Your goals are within reach

Making goals is one thing, but sticking to them and actually reaching them is something that is uncommon for students, says Debra Hoogestraat, a professional life coach in New York.

Dan Hunter, a USF student, said that he sets a goal every year and has never been able to reach it, or let alone remember it.

“This year, I want it to be different. My goal is to get good grades, and I am going to stick to it,” Hunter said.

There are many ways to help you reach your goals in life. Try renaming them. Instead of making it sound like a “task,” call it something else like, “a change in your lifestyle.”

Make sure your changes are reachable and within practicality. Unreasonable goals will not only be frustrating but may lower your self-esteem.

Try contacting a life coach for yourself. A life coach is a person who works one-on-one with you and the goals you want to reach.

“I help people clarify what their goals are and what obstacles they may be facing in pursuit of their goal by helping them create strategies to break through them,” Hoogestraat said.

One of Hoogestraat’s pet peeves is when people get excited about a specific goal and then a week later give up and forget about it.

“It’s another hit against their selfesteem. If you keep on doing the smallest things towards, the New Year’s resolutions, even if it’s just cutting back on eating only one Reeses versus the two, then that’s great, it’s one step closer. Each step solidifies in you that you can do it. Over time what happens is that your identity changes, all of a sudden you’re not that person who is over weight, you feel different.”

As for your grades, use this advice as a motive. Try taking things one step at a time. Try doing your homework even though it won’t be collected; it might help improve your skills.

Hoogestraat said, “You want to keep yourself accountable, keeping your goals in front of you at all times –because if you put them away you will forget them, they will be out of your own vision.”

Hoogestraat once weighed 320 pounds, until she made her own goal.
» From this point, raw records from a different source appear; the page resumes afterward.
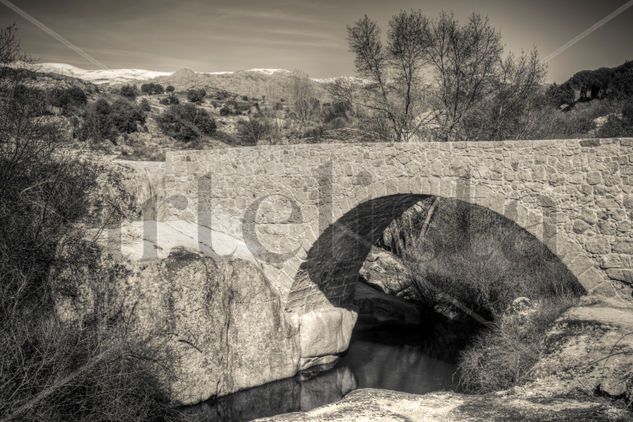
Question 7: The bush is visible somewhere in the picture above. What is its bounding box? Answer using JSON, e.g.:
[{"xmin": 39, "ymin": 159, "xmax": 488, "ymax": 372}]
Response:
[
  {"xmin": 0, "ymin": 23, "xmax": 180, "ymax": 422},
  {"xmin": 139, "ymin": 98, "xmax": 152, "ymax": 112},
  {"xmin": 79, "ymin": 98, "xmax": 146, "ymax": 141},
  {"xmin": 456, "ymin": 297, "xmax": 575, "ymax": 394},
  {"xmin": 237, "ymin": 118, "xmax": 272, "ymax": 145},
  {"xmin": 160, "ymin": 95, "xmax": 180, "ymax": 105},
  {"xmin": 187, "ymin": 89, "xmax": 207, "ymax": 103},
  {"xmin": 545, "ymin": 83, "xmax": 576, "ymax": 107},
  {"xmin": 49, "ymin": 86, "xmax": 88, "ymax": 111},
  {"xmin": 141, "ymin": 82, "xmax": 165, "ymax": 95},
  {"xmin": 157, "ymin": 104, "xmax": 216, "ymax": 142},
  {"xmin": 119, "ymin": 85, "xmax": 138, "ymax": 100}
]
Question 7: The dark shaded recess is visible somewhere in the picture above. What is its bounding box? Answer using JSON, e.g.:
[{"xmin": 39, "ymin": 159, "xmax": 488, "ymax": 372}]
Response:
[
  {"xmin": 296, "ymin": 194, "xmax": 584, "ymax": 317},
  {"xmin": 182, "ymin": 366, "xmax": 353, "ymax": 422},
  {"xmin": 290, "ymin": 195, "xmax": 426, "ymax": 307}
]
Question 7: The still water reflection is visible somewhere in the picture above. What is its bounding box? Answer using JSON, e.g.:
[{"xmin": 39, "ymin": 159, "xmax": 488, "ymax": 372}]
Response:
[{"xmin": 187, "ymin": 329, "xmax": 455, "ymax": 422}]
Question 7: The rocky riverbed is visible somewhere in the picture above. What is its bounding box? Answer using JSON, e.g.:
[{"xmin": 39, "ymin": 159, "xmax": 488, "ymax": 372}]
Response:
[{"xmin": 262, "ymin": 297, "xmax": 633, "ymax": 422}]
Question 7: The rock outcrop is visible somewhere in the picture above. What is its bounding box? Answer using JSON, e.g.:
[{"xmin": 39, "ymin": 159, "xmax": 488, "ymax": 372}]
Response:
[
  {"xmin": 359, "ymin": 246, "xmax": 415, "ymax": 300},
  {"xmin": 58, "ymin": 250, "xmax": 301, "ymax": 404}
]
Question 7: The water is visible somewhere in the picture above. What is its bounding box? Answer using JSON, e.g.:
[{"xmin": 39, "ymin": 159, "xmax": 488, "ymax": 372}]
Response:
[{"xmin": 188, "ymin": 327, "xmax": 456, "ymax": 422}]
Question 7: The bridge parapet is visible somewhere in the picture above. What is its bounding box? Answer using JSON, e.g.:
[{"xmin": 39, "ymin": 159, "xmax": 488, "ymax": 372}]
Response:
[{"xmin": 163, "ymin": 139, "xmax": 633, "ymax": 310}]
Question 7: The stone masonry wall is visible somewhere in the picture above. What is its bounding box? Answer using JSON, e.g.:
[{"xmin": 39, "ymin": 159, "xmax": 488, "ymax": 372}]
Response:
[{"xmin": 160, "ymin": 139, "xmax": 633, "ymax": 311}]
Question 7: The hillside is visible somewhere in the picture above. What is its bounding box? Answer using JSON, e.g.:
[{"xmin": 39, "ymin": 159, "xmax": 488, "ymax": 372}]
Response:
[{"xmin": 152, "ymin": 69, "xmax": 329, "ymax": 101}]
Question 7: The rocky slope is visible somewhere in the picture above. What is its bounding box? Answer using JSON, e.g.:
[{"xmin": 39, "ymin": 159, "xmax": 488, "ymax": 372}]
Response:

She made a commitment to herself to change her identity.

“First, you have a support group, people who are of like mind to you, they either have lost the weight or want to loose the weight — or someone who has like goals. Success always leads clues — always,”

Hoogestraat said that “buddying up” with someone who hasn’t lost the weight gives you a better chance of not learning from them. If you find a success story within your friends, use them and then they will teach you what they have done so you don’t have to reinvent the wheel of giving up.

Hoogestraat said, “Find someone you want to be like. Like a singer or actress. Then, think what do they do to be the way they are. Lessons, working out, etc. Then follow their lead.”

Goals can be met if you take them one step at a time. It will make you a better person inside and out. Your identity will change, and you will feel more confident in yourself.

“I am not only going to get better grades, I am going to focus on using my time more wisely. I think if I start at that, things will become much easier,” Hunter said.